Well you shouldn't read these kind of stories based on what's morality appropriate and good with the law but instead of what's more passionate and exciting to read (and being fully aware that this is a fictional work)... To me, the friend is almost violent and no fun at all so YIKES, that's a no for me. And reading the raws or the spanish version you think she couldn't get worse but she does... A LOT
Like, I wouldn't read the manga Happy sugar life expecting the police to come and save the day (in fact I didn't read it but only because I don't like violence) and everyone receiving therapy or going to jail...
I didn’t quite realize until I started reading the Dynasty forums just how many people relate to fiction purely as groups of imaginary persons that they either like or dislike, approve or disapprove of, feel friendly towards or not, and most importantly, want to spend time around, just as if they were encountering people in real life.
That is, of course, as opposed to fiction as works of narrative art presenting a series of hypothetical situations to be worked through.
Naturally, those things go hand in hand, and readers can be responding to both aspects simultaneously, or only one or the other.
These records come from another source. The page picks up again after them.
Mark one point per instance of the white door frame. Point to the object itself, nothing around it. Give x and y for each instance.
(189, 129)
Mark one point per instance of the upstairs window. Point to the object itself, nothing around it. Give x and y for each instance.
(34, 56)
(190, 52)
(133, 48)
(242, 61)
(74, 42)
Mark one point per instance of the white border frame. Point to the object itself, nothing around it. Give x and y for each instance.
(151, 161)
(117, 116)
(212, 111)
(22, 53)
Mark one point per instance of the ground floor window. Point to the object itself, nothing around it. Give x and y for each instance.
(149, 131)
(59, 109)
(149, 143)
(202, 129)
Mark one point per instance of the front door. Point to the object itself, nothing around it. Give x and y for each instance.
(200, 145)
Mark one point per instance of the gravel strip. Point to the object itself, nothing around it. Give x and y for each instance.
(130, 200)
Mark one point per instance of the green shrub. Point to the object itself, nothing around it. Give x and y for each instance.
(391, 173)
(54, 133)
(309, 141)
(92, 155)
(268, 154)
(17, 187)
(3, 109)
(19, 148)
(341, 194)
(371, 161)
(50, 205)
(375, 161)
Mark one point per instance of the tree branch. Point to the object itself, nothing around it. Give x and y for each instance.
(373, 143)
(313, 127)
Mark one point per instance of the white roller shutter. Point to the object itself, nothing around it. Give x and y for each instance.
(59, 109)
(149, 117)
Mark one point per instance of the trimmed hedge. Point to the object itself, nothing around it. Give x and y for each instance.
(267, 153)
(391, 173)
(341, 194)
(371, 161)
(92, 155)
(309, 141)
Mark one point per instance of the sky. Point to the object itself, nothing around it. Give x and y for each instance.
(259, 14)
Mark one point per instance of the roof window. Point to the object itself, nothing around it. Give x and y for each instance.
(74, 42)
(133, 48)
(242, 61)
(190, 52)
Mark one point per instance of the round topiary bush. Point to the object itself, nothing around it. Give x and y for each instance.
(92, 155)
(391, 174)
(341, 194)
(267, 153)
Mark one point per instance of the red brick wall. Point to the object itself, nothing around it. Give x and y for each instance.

Happy Sugar Life is great case in point for the latter—I had basically no emotional connection whatsoever to a single one of those characters, and I wouldn’t even say that reading it was “enjoyable” in any visceral sense, but to me it was worth finding out how the author would work through the rather remarkable—although remarkably unpleasant—situation they had created.
So yeah, these people are definitely messed up, but I’ve had friends that were worse. And some of those weren’t even imaginary.